(WHTM) — WellSpan Pediatric Medicine Physicians across the Midstate are seeing the flu, non-flu upper respiratory illnesses and colds that are causing wheezing, and croup.
The CVS MinuteClinic in York is seeing flu, COVID, viral upper respiratory infections, and strep throat.
Penn Medicine Lancaster General Health Physicians Roseville Pediatrics reports a lot of flu this week. They are still seeing cases of COVID, and RSV is being diagnosed, although in lower numbers than in previous weeks.
Strep throat is on the rise, and they’re also seeing more cases of the stomach bug.
There are also a lot of other viruses going around that are testing negative for flu and COVID.
Croup increased this week in the toddler age group.
Dr. Joan Thode offered the following advice about inluenza:
“The typical flu course includes four to six days of high fevers and chills, as well as muscle aches, headache, sore throat, congestion and cough. Vomiting and diarrhea are not typically part of the flu syndrome. While the fevers generally go away after five to six days, kids often experience weakness and lower energy for about a week after, as their body recuperates from the massive infection and immune response.
“Getting the flu doesn’t mean your shot didn’t work. The flu shot is never perfect, as the influenza virus changes its proteins as it jumps from host to host. This is what most viruses do. The purpose of the flu shot is to prevent serious disease and death, and it’s actually a good match for this year’s flu strain! Though we have seen plenty of vaccinated kids get the flu, we are seeing the trend that the vaccinated kids get over the virus in far fewer days, have less of the serious weakness and severe respiratory symptoms, and are back to school much sooner than their unvaccinated peers, who tend to have longer and more severe flu courses.

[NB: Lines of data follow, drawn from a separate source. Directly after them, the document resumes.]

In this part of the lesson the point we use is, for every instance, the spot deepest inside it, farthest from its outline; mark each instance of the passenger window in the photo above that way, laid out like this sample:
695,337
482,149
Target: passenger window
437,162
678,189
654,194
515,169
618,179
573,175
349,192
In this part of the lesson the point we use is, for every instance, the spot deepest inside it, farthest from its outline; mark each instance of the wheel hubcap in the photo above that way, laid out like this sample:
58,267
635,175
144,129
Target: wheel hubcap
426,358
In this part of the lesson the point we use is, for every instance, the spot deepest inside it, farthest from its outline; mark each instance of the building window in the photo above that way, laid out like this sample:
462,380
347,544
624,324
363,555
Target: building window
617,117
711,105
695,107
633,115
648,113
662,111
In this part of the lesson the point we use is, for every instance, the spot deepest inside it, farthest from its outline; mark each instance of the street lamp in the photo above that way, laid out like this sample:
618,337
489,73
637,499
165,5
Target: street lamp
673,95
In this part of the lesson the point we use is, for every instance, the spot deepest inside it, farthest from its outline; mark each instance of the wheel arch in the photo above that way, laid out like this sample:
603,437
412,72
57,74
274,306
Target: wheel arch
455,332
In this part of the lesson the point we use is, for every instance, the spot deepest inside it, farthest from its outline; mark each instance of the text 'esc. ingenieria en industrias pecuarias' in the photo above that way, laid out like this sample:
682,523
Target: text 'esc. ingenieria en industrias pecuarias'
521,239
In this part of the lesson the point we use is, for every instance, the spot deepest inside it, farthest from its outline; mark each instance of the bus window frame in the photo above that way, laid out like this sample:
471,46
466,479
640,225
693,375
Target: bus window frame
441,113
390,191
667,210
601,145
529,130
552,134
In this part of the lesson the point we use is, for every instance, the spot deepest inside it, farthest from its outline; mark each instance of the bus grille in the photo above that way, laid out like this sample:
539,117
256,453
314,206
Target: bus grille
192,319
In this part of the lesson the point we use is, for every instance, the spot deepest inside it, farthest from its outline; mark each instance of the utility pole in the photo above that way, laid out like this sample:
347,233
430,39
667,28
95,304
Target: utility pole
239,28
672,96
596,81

“You can’t contract influenza from the flu shot. You ‘get the flu’ when the live influenza virus enters your body via your respiratory tract through the nose and mouth. A live virus will inject itself into our body cells and use our cells’ DNA replication machinery to make more viral DNA, and thereby make more copies of the virus. An analogy would be a person who doesn’t work in a particular office entering without permission and using the office’s copy machines to make 200 copies of a document that the office didn’t approve. Only live viruses can inject themselves into our cells. The flu shot does not contain live viruses but rather pieces of protein from the surface of the flu virus. These pieces give our white blood cells a familiarity with the specific protein identity so they can alert the immune system quickly if they ever detect the presence of similar proteins from the real flu virus in the future. Inert protein pieces can’t inject themselves into cells; therefore you can’t ‘get the flu’ from the flu shot.”